Tek-Tips is the largest IT community on the Internet today!

Members share and learn making Tek-Tips Forums the best source of peer-reviewed technical information on the Internet!

  • Congratulations Westi on being selected by the Tek-Tips community for having the most helpful posts in the forums last week. Way to Go!

I thought that working from cursors was supposed to be faster. 3

Status
Not open for further replies.

Stella740pl

Programmer
Jul 3, 2003
2,657
US
Hello everybody,

While I solved my own problem, now I would love to have an explanation of what and why actually happened, to get a perspective on things and some knowledge for the future.

Here it is.

The master tables are free tables, one for each year. Each one (for a complete year) has on average 2.5 million records and their average size is about 95 Mb. That’s why the speed actually matters. Each is indexed on all fields and then some. Since the current year’s table get updated only once a month (with all the records for the month at once), and the previous years are usually set in stone, I keep the copies of the last few years locally, for faster reporting and ad-hoc data request fulfilling (so the network speed is usually not an issue). Reference tables are not big, so I use them from the network.

Now, the reporting application (VFP6) I run on them once a month opens the files for the current year and the previous years, and creates a statistical comparison table with many fields from which a number of reports is printed then. The process is quite long, it runs in loops for different criteria, JOINing reference tables, using subqueries, and UNIONizing the results. The most important fields that get created are average figures for each entity for the last month, for the same month last year, and also average year-to-date figures for the current year and the same period of the previous year. So, the two big tables located on my hard drive (plus a few small ones located in the network) are open to run the report generation program.

Recently I got a request to get rid of year-to-date figures, and create instead a rolling average figures. That means that reports for July 2007, instead of comparing January-to-July 2006 and January-to-July 2007 average columns, should compare August 2005-to-July 2006 average and August 2006-to-July 2007 average columns.

I decided that I should open tables for the last three years and create two cursors with, say, August 2005-to-July 2006 and August 2006-to-July 2007 records, respectively. Each of them would be the size of the original 1-year table. I created them with the same aliases that previously the two source tables were using, so from that point on, it was all the same process as before, and, I expected, may even be faster, since it would be run from cursors.

Apparently not so.

Actually, it started to run about 10 times slower (didn’t do many timing tests, but instead of usual 20 to 40 minutes it now took some 5 hours). I found that creating the cursors themselves was not the problem; the problem was somewhere after that, running multiple complex SELECT statements from those cursors.

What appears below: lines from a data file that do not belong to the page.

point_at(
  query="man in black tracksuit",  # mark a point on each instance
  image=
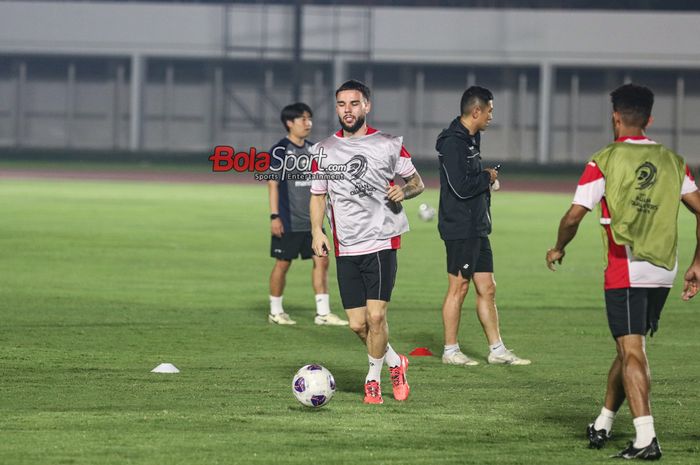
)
(465, 224)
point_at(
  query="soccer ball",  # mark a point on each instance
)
(313, 385)
(426, 212)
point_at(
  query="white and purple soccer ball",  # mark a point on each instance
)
(313, 385)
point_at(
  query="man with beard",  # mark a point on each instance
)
(367, 220)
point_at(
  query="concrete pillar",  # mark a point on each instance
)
(138, 74)
(544, 126)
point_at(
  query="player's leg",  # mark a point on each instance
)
(357, 319)
(319, 281)
(283, 249)
(486, 310)
(635, 373)
(632, 312)
(485, 286)
(599, 431)
(459, 255)
(278, 279)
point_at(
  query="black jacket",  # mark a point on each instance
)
(465, 195)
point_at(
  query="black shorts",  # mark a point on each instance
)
(469, 256)
(291, 245)
(635, 310)
(363, 277)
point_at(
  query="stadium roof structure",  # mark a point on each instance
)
(631, 5)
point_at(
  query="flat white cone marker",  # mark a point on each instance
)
(165, 368)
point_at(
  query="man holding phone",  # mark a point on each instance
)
(464, 222)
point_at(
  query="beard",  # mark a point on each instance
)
(355, 127)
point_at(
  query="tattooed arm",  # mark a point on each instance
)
(413, 187)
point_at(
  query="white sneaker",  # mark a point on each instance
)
(458, 358)
(281, 319)
(507, 358)
(330, 320)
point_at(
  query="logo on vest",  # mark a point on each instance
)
(356, 168)
(646, 175)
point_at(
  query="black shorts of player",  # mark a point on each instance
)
(469, 256)
(291, 245)
(366, 277)
(634, 310)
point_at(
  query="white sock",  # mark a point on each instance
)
(391, 357)
(604, 420)
(498, 348)
(323, 305)
(375, 369)
(276, 305)
(451, 349)
(645, 431)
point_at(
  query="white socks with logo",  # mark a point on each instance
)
(375, 369)
(645, 431)
(604, 420)
(323, 306)
(276, 305)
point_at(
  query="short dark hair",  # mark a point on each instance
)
(354, 84)
(294, 111)
(475, 95)
(634, 104)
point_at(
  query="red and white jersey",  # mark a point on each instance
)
(362, 219)
(624, 269)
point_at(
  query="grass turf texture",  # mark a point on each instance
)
(100, 282)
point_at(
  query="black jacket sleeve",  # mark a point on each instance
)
(464, 175)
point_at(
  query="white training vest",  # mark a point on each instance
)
(359, 210)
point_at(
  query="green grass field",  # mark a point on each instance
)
(102, 281)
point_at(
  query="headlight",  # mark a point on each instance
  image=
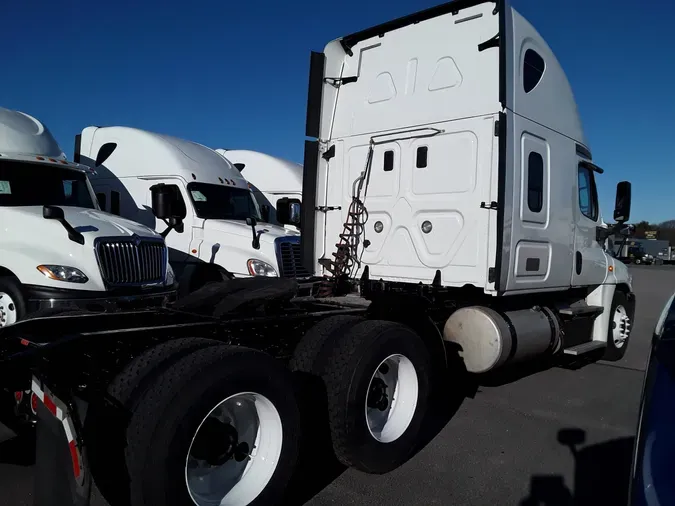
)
(63, 273)
(260, 268)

After some time spent trying to find what did I do wrong, I decided to try to create actual tables in the temporary folder instead of cursors, and – oh joy! – it started to run in time comparable to the previous process. (After I added indexing on them, it became even faster, of course, but it was nothing comparing to the effect that creating the tables instead of cursors had.)

Now, I was always under impression that cursors were supposed to be faster than the tables. I had to revisit that notion.

I made a search trying to find where it actually said so, but didn’t actually find that much, except for a few threads briefly mentioning this. Say, in thread1252-1267141, TamarGranor on 17-Aug-06 17:09 notes: “Do you need to be using a table as the result of that query? could you use a cursor instead? That should speed things up.”

Or this discussion on Foxite: that discusses what’s faster, select into cursor or select into table. While the results don’t seem to be conclusive to me, most of the people say that they always prefer cursor anyway.

What I didn’t find is the answer, what is faster, to run from cursor or to run from table, especially when a big body of data is involved.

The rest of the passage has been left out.